Categoria aceitou os 6,5% de aumento e colocou fim ao movimento que durou 22 dias

Categoria aceitou os 6,5% de aumento e colocou fim ao movimento que durou 22 dias

Atualizada às 21h06

Após 22 dias de braços cruzados e intensas negociações com a Prefeitura, os professores da rede municipal decidiram colocar um ponto final no primeiro movimento grevista enfrentado pela Administração Bruno Siqueira (PMDB). Em assembleia realizada na tarde desta sexta-feira (17), no Teatro Pró-Música, a categoria deliberou pelo fim da mobilização e acabou por aprovar o termo de conciliação firmado diante desembargador Barros Levenhagen, em audiência realizada no Tribunal de Justiça de Minas Gerais (TJMG), em Belo Horizonte. A intervenção do magistrado aconteceu na última segunda-feira, após o Executivo entrar com uma ação civil pública, questionando a legalidade da greve dos servidores. Com a decisão, as aulas serão retomadas na próxima segunda-feira. A ordem de prioridade para a reposição são os sábados, as emendas de feriados, as datas entre o Natal e o Ano Novo e, por último, o sexto horário.

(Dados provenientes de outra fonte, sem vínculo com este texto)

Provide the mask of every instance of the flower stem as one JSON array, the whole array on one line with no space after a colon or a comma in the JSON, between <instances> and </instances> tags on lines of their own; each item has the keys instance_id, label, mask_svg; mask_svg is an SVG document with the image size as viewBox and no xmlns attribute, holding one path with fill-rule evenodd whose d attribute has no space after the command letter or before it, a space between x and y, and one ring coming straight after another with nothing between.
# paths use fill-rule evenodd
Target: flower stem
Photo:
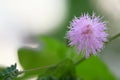
<instances>
[{"instance_id":1,"label":"flower stem","mask_svg":"<svg viewBox=\"0 0 120 80\"><path fill-rule=\"evenodd\" d=\"M109 42L115 40L116 38L120 37L120 33L116 34L115 36L109 38L108 42L106 42L106 44L108 44Z\"/></svg>"}]
</instances>

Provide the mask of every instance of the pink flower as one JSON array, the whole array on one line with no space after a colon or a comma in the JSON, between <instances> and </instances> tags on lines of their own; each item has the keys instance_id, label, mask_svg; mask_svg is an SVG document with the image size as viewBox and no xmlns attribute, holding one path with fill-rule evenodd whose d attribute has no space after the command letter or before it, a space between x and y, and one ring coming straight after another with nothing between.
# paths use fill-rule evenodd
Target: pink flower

Seguindo o termo firmado em Belo Horizonte, os professores terão reajuste de 6,5% a partir de maio. Praticamente, a recomposição corresponde ao Índice Nacional de Preços ao Consumidor Amplo (IPCA) acumulado nos últimos 12 meses, estimado em 6,49%. Do índice aprovado, 4,63% será retroativo a janeiro como forma de abono, valor que será pago de forma escalonada até janeiro do ano que vem. Até o último momento, os docentes tentaram fazer com que estes recursos fossem distribuídos de maneira diferente, sem, entretanto, alterar os gastos previstos pelo termo firmado no TJMG. A categoria buscava uma realocação, aumentando alguns benefícios, sob o argumento de que os servidores com os melhores salários seriam beneficiados. Como a contraproposta da PJF não agradou, os grevistas acabaram recuando.

Por outro lado, os professores comemoraram a redução de cinco minutos em cada módulo-aula já a partir 31 de julho. A medida é um paliativo para a implantação da Lei do Piso, que define que um terço da jornada da categoria seja destinado a atividades extraclasses. A adoção da legislação também integra o conjunto de propostas firmado entre a PJF e a categoria e está prevista para o início do próximo ano letivo. "Nesse cenário, a categoria sai da greve vitoriosa. Começamos a campanha com um cenário adverso, com o prefeito falando que ia estudar a redução de carga horária para o ano que vem. Conseguimos antecipar isso para julho, além de garantir a implantação da Lei do Piso em 2014. Tudo resultado de muita luta. É assim que se constrói um plano de carreira", avalia Aparecida de Oliveira Pinto, diretora do Sindicato dos Professores (Sinpro)

O desfecho também foi considerado positivo pela PJF. O secretário de Administração e Recursos Humanos, Alexandre Jabour, ressaltou o esforço do Executivo em manter diálogo aberto com os professores na busca por um entendimento. "Foram mais de 20 reuniões. Algumas com duração de mais de três horas, com a participação dos responsáveis por várias pastas da Prefeitura. Em que pese o movimento grevista, consideramos adequada a intervenção do TJMG para chegarmos em uma proposta possível de ser executada. Este entendimento é uma sinalização de que o comportamento dessa Administração é o de dialogar, o que favorece as negociações com todos os servidores."